At 5ft 7in, he set the standard for those little modern-day masters, Gavaskar and Tendulkar.

Merchant played only ten Tests, all against England between 1933 and 1951 before a shoulder injury forced him to retire, and despite never playing on a winning side he averaged 47.72.

His masterful displays in 1936 incited CB Fry to exclaim: “Let us paint him white and take him with us to Australia as an opener.”

In first-class cricket Merchant was irresistible: his average of 71.64 is second only to Don Bradman’s, and in the Ranji Trophy he averaged 98.75. He went on to become an administrator and writer .

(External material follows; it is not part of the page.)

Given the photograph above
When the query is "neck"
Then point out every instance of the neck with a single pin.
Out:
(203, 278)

“Cricket with Vijay Merchant” was a radio programme hosted by Merchant. It was broadcast on Sunday afternoons on Vividh Bharati, Anu D. Aggarwal quotes a survey, which revealed that it was one of the most listened to sponsored programmes

Although Vijay Merchant played only ten Test matches, he is widely considered to be one of the greatest batmen of his era. He was an attractive stroke maker, who “developed fine footwork, and built a stroke repertoire featuring a lovely cut, grasscutting drives, a delicate glance and late-cut, and, until later in his career, a brilliant hook stroke.” His batting average in first-class cricket was 71.64, putting him second only to Don Bradman of Australia. In India’s domestic Ranji Trophy matches, he fared even better, averaging 98.75 in 47 innings. His record is especially impressive as his runs came at a time of uncovered wickets. Merchant was one of the five Wisden Cricketers of the Year in 1937. Vijay Merchant is also the oldest Indian player to score a Test century. He scored 154 when he was 40 years 21 days in India vs England match in 1951–52 series.

During his career, he scored eleven double-centuries in first-class cricket, the most by an Indian batsman. The record stood until November 2017, when Cheteshwar Pujara scored his twelfth double-century batting for Saurashtra against Jharkhand in the 2017–18 Ranji Trophy.